Intermediate

Human-in-the-Loop

Human-in-the-loop (HITL) is the intentional design of AI workflows to include human oversight at critical decision points. It is not a workaround for unreliable AI — it is a first-class design primitive for building trustworthy, accountable, and safe systems. This page covers when to add human checkpoints, the five HITL interaction patterns, and how to implement them in production frameworks.

Agent Step

AI processes task

→

Approval Gate

Human reviews

→

Approve / Reject

With feedback

→

Continue

Or revise + retry

Human-in-the-loop — approval gates at critical points in the agent workflow

Why HITL Is a Design Choice, Not a Failure

A fully autonomous agent that never asks for human input is not always the goal. For tasks that are irreversible, high-stakes, customer-facing, or compliance-sensitive, a human checkpoint is the correct design. HITL workflows are how trust is built over time: start with more human oversight, measure agent reliability, and automate checkpoints away only as confidence grows.

Design HITL checkpoints for:

Irreversible actions (delete, send, charge, publish)
Actions with high blast radius (affects many users or records)
Decisions where agent confidence is demonstrably low
Compliance-required sign-offs (financial, medical, legal)
First-time action patterns (agent doing something it has not done before)
Customer-facing communications where tone and accuracy matter

Skip HITL when:

Action is fully reversible and low-impact (read, search, draft)
Agent reliability for this action type is demonstrated and measured
Volume is too high for human review to be economically viable
Latency requirements make synchronous human approval impossible
Humans are rubber-stamping every approval without reading — this degrades safety

The Five HITL Interaction Patterns

1. Approve / Reject

Agent proposes an action with all relevant context. Human approves (agent proceeds as planned) or rejects (agent stops or tries an alternative). This is the most common HITL pattern.

Example: agent drafts a contract clause → legal reviewer approves before it is emailed to client

2. Approve with Edit

Human can modify the agent's proposed action before it executes. The modified version is passed back to the agent. This is more powerful than binary approve/reject because it allows correction without full restart.

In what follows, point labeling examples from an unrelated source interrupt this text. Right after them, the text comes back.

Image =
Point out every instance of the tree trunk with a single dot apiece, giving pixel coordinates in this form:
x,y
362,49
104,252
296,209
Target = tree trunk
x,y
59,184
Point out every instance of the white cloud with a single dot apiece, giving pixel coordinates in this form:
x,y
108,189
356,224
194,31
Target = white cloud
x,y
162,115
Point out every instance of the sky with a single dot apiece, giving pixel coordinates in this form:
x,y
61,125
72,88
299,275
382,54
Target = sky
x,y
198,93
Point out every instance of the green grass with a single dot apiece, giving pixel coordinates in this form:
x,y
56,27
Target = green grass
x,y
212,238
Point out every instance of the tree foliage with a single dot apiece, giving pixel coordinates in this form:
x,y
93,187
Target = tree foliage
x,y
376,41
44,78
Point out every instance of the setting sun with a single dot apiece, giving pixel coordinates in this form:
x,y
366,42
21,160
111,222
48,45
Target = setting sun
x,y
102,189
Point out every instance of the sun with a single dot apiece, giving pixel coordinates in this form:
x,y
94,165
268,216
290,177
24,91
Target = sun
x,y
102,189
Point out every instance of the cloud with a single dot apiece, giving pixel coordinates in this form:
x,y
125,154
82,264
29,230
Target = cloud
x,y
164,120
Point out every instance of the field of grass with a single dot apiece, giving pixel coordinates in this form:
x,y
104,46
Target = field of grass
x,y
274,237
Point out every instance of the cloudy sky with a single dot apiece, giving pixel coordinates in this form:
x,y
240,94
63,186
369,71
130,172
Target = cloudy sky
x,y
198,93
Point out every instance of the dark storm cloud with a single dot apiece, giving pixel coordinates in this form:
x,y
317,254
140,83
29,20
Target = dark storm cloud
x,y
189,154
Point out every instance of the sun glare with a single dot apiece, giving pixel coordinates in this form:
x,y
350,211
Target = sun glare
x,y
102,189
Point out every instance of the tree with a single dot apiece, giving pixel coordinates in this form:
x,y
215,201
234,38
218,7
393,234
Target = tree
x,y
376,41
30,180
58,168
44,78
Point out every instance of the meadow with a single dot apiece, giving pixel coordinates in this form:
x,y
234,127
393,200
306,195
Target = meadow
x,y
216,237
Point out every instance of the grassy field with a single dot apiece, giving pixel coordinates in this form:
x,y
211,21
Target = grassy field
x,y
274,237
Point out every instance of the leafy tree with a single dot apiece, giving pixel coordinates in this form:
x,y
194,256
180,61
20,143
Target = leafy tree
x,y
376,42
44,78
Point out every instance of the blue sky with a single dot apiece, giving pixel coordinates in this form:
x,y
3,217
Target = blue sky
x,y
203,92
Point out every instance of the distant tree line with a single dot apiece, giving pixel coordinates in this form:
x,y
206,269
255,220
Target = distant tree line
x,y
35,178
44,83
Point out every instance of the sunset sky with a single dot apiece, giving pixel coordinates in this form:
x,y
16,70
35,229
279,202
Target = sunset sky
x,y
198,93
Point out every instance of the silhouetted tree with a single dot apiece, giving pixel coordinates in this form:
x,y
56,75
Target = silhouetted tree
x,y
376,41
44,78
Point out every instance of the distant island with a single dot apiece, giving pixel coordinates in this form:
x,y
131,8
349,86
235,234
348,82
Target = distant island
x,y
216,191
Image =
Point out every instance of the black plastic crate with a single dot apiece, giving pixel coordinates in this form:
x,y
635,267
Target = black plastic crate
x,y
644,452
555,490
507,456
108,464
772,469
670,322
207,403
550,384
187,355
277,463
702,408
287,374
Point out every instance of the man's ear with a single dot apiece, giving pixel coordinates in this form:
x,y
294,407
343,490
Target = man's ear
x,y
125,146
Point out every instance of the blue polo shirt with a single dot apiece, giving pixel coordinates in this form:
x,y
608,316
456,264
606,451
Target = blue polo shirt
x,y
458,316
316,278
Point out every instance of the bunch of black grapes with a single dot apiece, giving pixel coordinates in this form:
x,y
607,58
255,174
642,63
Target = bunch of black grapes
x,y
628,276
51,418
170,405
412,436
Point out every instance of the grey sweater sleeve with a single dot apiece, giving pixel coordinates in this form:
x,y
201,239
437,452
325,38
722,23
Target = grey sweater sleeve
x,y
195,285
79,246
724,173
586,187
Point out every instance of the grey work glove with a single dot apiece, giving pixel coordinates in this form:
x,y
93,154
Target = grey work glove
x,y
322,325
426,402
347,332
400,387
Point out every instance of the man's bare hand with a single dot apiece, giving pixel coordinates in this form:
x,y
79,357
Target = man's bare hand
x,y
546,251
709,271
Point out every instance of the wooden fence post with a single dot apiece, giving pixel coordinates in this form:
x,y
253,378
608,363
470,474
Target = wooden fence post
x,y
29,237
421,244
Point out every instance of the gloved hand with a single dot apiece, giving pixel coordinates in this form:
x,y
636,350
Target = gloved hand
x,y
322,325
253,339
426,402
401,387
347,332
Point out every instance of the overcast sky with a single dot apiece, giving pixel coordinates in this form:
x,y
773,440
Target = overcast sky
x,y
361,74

Example: agent generates an email draft → human edits the subject line and tone → agent sends the edited version

3. Provide Input (Clarification)

Agent pauses because it lacks information needed to proceed. Human provides the missing input. Agent resumes with that input injected into context. This is different from approval — the agent is not proposing an action, it is requesting a fact.

Example: agent encounters an ambiguous identifier → asks human "did you mean project A or project B?" → human answers → agent continues

4. Override / Escalate

Agent detects it cannot safely complete the task and escalates to a human to take over. Unlike the patterns above, the human does not just approve — they complete the task themselves or delegate differently.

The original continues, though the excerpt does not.